The trial involves 20 people with early-stage Alzheimer’s. It is taking place at four sites across the United States, including UF. (Continued below video)
Called the Advance Study, the multicenter clinical trial will evaluate whether using electrodes to stimulate a part of the brain called the fornix can slow memory decline and improve cognitive function in patients in the early stages of Alzheimer’s disease.

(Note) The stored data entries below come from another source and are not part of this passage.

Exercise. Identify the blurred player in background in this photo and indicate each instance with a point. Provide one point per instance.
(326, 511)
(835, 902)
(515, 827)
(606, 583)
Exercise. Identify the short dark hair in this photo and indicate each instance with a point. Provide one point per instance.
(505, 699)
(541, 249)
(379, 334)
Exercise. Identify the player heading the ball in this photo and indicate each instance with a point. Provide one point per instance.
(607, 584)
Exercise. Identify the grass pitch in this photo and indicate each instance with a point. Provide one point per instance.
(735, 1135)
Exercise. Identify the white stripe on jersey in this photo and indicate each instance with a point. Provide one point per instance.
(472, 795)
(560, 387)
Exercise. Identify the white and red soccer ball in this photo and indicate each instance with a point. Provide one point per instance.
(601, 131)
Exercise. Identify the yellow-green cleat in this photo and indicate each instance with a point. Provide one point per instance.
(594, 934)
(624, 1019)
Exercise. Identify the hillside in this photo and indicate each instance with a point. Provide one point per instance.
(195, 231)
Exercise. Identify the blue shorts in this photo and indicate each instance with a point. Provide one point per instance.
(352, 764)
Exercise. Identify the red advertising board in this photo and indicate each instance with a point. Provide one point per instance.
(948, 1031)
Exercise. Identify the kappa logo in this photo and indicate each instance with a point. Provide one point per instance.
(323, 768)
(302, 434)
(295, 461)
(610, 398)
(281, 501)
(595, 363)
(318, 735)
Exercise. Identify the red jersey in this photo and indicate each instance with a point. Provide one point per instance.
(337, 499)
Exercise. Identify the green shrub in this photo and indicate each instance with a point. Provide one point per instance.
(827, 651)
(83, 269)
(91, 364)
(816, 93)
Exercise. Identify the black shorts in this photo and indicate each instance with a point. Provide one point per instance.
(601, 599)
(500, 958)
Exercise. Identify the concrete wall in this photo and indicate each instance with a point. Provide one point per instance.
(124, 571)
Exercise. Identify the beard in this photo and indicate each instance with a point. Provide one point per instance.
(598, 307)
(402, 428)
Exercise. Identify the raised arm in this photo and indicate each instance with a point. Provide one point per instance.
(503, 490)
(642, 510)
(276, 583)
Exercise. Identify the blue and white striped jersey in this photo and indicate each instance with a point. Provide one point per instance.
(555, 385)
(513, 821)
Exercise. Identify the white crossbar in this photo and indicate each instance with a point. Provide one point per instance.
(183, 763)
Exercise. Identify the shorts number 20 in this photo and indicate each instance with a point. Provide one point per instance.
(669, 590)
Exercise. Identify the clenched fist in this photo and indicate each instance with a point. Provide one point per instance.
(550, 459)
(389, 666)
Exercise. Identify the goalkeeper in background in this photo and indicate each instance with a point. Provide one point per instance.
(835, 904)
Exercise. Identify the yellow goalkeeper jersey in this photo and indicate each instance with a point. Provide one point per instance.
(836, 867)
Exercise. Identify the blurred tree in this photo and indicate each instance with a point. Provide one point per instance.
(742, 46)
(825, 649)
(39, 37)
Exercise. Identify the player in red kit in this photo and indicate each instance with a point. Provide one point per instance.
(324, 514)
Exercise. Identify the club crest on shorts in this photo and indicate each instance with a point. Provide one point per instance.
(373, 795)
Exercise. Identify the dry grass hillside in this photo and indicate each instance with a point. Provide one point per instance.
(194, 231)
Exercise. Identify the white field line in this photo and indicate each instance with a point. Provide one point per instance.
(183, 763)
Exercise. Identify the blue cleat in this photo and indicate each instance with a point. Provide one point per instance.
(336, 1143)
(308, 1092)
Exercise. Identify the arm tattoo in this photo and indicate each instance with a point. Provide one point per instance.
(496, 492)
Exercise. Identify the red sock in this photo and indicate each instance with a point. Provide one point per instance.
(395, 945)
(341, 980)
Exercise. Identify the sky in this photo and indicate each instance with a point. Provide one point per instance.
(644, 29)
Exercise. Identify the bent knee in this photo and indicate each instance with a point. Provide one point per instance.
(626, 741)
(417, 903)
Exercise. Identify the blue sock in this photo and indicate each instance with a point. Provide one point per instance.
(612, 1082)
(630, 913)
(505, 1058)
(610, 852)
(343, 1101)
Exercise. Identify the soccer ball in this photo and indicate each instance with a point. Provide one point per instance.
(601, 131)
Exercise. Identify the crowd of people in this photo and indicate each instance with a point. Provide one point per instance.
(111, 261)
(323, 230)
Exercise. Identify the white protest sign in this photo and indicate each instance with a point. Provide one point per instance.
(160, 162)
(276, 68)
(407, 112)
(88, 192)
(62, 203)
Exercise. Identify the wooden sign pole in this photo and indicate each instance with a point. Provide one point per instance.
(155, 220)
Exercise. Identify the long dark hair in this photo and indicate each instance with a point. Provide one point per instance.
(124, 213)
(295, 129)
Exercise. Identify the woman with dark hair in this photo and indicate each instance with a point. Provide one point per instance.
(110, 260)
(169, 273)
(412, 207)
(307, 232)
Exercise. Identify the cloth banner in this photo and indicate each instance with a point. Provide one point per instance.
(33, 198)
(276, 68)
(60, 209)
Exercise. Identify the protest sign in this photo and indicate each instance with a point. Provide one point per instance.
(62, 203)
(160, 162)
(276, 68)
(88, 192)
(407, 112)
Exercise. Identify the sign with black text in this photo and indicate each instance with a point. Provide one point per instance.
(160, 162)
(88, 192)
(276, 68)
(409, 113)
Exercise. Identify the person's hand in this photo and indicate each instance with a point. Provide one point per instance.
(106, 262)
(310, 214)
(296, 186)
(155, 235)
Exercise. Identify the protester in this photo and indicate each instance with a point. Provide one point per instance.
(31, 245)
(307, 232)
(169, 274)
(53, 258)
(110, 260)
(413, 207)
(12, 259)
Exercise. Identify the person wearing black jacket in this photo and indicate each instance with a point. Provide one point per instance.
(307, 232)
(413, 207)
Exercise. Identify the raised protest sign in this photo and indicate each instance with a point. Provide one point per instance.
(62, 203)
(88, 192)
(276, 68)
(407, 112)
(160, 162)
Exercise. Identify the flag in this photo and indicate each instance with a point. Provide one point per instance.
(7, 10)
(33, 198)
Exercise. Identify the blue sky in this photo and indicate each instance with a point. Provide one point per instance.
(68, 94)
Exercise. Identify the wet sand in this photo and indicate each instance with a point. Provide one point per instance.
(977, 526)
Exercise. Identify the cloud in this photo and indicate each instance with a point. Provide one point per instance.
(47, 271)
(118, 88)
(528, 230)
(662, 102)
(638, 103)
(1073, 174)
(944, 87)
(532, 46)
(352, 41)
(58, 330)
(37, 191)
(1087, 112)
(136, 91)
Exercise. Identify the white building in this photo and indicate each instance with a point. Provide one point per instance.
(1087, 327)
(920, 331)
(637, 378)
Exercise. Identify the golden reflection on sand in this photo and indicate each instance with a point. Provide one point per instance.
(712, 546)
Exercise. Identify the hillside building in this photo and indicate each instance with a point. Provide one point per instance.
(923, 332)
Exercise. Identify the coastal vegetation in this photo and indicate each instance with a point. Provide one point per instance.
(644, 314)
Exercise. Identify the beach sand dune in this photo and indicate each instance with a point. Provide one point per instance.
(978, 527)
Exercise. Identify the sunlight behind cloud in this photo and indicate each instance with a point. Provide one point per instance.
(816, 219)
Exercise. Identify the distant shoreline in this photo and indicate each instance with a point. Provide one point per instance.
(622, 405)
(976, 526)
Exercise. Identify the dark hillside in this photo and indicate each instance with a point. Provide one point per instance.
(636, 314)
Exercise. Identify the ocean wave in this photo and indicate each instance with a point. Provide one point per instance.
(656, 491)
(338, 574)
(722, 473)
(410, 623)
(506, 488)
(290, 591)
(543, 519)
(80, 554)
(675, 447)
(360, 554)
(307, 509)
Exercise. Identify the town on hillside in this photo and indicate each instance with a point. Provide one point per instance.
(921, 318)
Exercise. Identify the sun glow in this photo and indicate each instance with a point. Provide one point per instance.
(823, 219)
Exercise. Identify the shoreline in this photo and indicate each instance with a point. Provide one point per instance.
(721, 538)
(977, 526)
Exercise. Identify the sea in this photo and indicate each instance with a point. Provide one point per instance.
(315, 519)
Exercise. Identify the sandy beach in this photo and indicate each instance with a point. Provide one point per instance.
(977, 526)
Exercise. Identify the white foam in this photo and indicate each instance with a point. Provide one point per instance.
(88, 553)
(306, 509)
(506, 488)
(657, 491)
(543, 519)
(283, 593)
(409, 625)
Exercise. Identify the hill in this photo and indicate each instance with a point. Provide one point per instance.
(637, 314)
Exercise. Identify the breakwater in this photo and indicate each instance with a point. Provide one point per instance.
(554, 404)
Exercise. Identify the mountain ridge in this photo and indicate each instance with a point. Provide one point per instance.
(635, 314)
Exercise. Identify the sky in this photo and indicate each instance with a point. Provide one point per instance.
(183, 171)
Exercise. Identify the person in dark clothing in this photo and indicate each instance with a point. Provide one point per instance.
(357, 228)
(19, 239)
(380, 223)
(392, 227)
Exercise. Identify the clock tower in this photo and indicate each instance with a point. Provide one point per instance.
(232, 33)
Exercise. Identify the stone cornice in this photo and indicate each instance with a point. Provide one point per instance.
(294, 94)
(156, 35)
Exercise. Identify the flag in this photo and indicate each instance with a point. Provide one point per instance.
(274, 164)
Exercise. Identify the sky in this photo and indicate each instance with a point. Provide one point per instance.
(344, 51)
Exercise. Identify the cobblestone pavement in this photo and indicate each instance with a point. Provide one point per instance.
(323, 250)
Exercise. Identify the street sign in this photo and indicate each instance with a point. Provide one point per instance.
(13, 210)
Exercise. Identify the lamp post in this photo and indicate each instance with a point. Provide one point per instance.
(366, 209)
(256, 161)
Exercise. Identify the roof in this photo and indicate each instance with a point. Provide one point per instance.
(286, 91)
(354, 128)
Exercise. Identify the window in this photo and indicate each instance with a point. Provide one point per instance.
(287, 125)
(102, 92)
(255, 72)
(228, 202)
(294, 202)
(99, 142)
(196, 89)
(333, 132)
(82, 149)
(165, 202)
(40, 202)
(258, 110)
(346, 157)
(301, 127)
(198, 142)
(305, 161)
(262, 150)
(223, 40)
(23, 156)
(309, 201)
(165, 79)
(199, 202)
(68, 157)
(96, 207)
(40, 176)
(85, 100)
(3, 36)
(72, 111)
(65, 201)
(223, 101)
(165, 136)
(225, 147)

“The goal of treating Alzheimer’s disease with neuromodulation is to try to enhance what patients have and slow down memory loss and the process of the disease so they can have a few more years of good function,” said Dr. Michael Okun, co-director of the UF Center for Movement Disorders and Neurorestoration and a site principal investigator for the study. “This is a potentially exciting symptomatic therapy.”
Characterized by memory loss and a steady decline in cognitive abilities, Alzheimer’s disease affects as many as 5.1 million Americans, according to the National Institute on Aging.
Deep brain stimulation is used to treat a variety of conditions, including Parkinson’s disease, dystonia and Tourette syndrome. In the procedure, researchers carefully place electrodes in specific regions of the brain. When these electrodes are turned on, they send electrical signals that prompt a therapeutic response.